29. Without going into the further details of the actual income of the deceased at the time of the accident and the future potential having regard to a bright career and in turn, arrive at the loss of dependency to the claimant on such projected income of the deceased, we think, quantifying the overall loss of dependency at a sum of Rs. 2,00,000/- would be a fair and just amount in the circumstances having regard to the fact that as the mother was aged about 57 years at the time of the accident, the multiplier would be on the lower side though the multiplicand may be on the higher side due to the potential bright future of the claimant's son.

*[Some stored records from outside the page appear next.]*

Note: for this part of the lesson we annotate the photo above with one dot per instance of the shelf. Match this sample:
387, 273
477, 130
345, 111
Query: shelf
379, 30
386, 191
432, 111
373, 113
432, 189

30. In the result, this appeal is allowed in part and the total quantum of compensation payable to the claimant/appellant is enhanced from Rs. 50,000/- awarded by the Tribunal to Rs. 2,50,000/- as detailed below.--

1. Compensation towards loss of future dependency Rs. 2,00,000.00

2.

  
   
   

Towards expenses towards
  preponement of journey by the claimant
  
   
    

Rs.      5,000.00
  
 
  
   
   

3.
  
   
   

Towards funeral expenses
  
   
   

Rs.    20,000.00
  
 
  
   
   

4.
  
   
   

Towards mental agony
  
   
   

Rs.    25,000.00
  
 
  
   
   

 
  
   
   

 
Total compensation
  
   
   

 Rs.  2,50,000.00  


  
 
   


 

31. The amount of Rs. 50,000/- which has already been paid on the application under Section 140 of the Act may be adjusted against this total compensation of Rs. 2,50,000/- and the balance is to be made good by the respondents.

32. We direct that the enhanced compensation shall carry interest at the rate of 8% per annum and the Insurance Company to deposit the same within four weeks from today before the Tribunal.

33. The Tribunal is also directed to invest this sum of Rs. 2,00,000/- in a Fixed Deposit for a period often years in a nationalised Bank in the name of the claimant and to instruct the Bank to permit withdrawal of interest by the claimant periodically. The balance of the amount may be released in favour of the claimant. Appeal allowed to this extent.